Painted portrait restoration requires special skill and training, particularly if a painting is in unstable condition. Stefan Dedecek, Conservator of Paintings, Murals, and Polychrome surfaces at McKay Lodge Conservation Laboratory has such experience, ranging from the treatment of large scale murals to conservation of modern paintings to portrait restoration.
An artwork in need of portrait restoration recently came to McKay Lodge Conservation Laboratory just outside of Cleveland, Ohio. The painting was an oil on canvas by artist Sidney E. Dickinson dated 1933. It is a striking portrait of a young woman dressed in a divine lavender gown.
Unfortunately, at some point, the painting suffered severe tear damage and significant paint loss. A major tear in the canvas extended along three sides of the painting as well as a vertical tear just at the sitter’s left. Several other smaller tears are observed too. The damage also resulted in distortions and bulges in the canvas.
For Conservator Dedecek, the conservation treatment would be challenging and time-consuming; however, he was confident the portrait restoration would both stabilize and improve the overall aesthetic of the oil painting on canvas.

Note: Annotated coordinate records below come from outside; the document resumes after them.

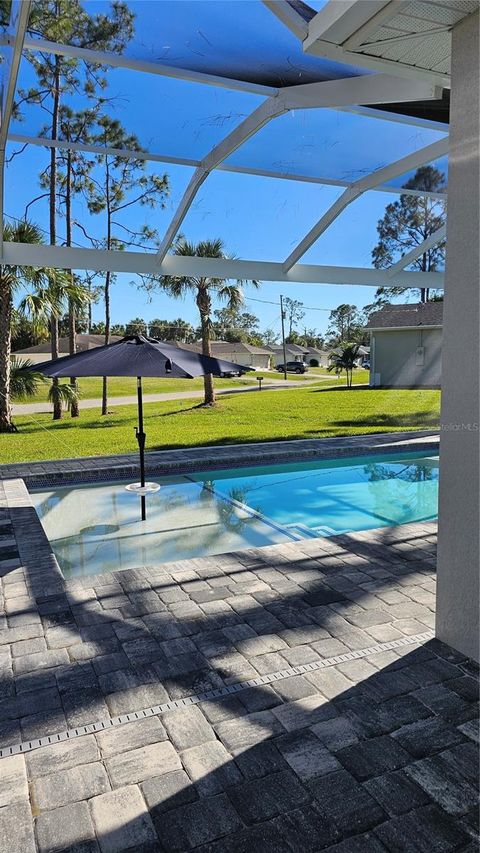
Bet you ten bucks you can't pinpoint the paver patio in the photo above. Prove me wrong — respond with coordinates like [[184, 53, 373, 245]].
[[0, 481, 478, 853]]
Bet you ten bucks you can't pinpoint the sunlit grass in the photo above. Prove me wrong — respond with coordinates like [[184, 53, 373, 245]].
[[0, 384, 440, 463]]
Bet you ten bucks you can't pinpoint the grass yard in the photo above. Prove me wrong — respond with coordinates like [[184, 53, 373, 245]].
[[0, 385, 440, 463], [15, 367, 368, 403]]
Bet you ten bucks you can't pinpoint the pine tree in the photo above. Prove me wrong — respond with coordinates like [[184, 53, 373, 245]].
[[372, 166, 446, 302]]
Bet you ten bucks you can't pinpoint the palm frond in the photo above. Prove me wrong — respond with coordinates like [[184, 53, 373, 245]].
[[10, 356, 47, 400], [48, 383, 79, 409]]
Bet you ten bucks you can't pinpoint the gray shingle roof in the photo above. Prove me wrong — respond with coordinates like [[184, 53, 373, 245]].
[[14, 335, 121, 355], [367, 302, 443, 329]]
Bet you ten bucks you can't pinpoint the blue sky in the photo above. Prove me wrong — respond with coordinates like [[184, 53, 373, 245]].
[[5, 0, 443, 340]]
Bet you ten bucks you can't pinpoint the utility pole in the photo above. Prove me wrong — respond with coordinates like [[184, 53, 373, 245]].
[[280, 296, 287, 379]]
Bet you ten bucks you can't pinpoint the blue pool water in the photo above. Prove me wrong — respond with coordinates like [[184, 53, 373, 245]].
[[32, 453, 438, 576]]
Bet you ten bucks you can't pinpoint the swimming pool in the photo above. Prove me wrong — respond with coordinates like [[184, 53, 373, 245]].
[[32, 453, 438, 577]]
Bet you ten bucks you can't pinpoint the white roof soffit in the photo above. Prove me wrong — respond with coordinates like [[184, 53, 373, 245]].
[[2, 243, 444, 289], [303, 0, 478, 87]]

Compared with the condition of this portrait before treatment, Stefan Dedecek’s conservation results are striking.
The first step was to locally consolidate insecure flaking areas of paint on the front of the painting. The painting was faced with Japanese tissue paper and removed from the stretcher. The paint film was consolidated overall from the reverse using additional adhesive.

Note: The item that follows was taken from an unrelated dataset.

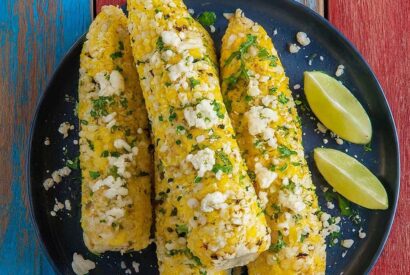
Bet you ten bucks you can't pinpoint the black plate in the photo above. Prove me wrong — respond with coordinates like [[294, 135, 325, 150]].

The distortions in the support were flattened using a controlled application of moisture and pressure over time. Tears were mended using adhesive and linen pulp. The painting was then lined onto a new linen fabric with a heat seal conservation-grade adhesive. While lining is considered an invasive treatment option, in some instances like portrait restoration of the Sidney Dickinson painting, the extent of damage requires a lining procedure.
After lining, the conservation treatment is not yet complete. Areas of loss where either the primer layer or paint film is missing must be treated. Compensation of losses or inpainting is necessary to recreate the visual continuity of the overall image. Again, due to extent of the damage, the filling and inpainting procedure would be challenging and time consuming.

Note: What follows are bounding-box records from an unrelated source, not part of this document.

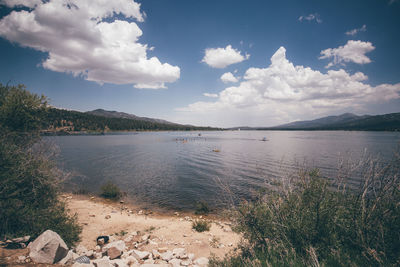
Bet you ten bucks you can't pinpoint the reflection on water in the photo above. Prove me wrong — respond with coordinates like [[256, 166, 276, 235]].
[[46, 131, 400, 209]]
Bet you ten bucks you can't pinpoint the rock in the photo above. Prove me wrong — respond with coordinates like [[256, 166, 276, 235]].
[[160, 250, 174, 261], [125, 256, 139, 265], [110, 259, 129, 267], [181, 260, 192, 266], [143, 259, 154, 264], [11, 235, 31, 243], [93, 257, 112, 267], [194, 257, 208, 266], [152, 249, 161, 259], [102, 240, 125, 252], [96, 235, 110, 246], [18, 256, 26, 263], [58, 250, 74, 265], [157, 247, 168, 253], [29, 230, 68, 264], [72, 262, 93, 267], [168, 259, 182, 267], [107, 247, 122, 260], [75, 256, 90, 264], [140, 263, 170, 267], [132, 249, 150, 260], [172, 248, 186, 259]]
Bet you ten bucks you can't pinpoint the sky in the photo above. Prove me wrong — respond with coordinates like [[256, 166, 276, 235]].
[[0, 0, 400, 127]]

Conservator Dedecek carefully filled areas of damage then applied an isolation varnish. The treatment continued with inpainting the many areas of loss, and a final layer of varnish was applied to revitalize the original color of the painting as well as protect it. The frame and stretcher were also treated.
The after conservation treatment results of the portrait restoration returned the painting to a nearly original appearance. It is now stable and the sitter is ready for her close-up.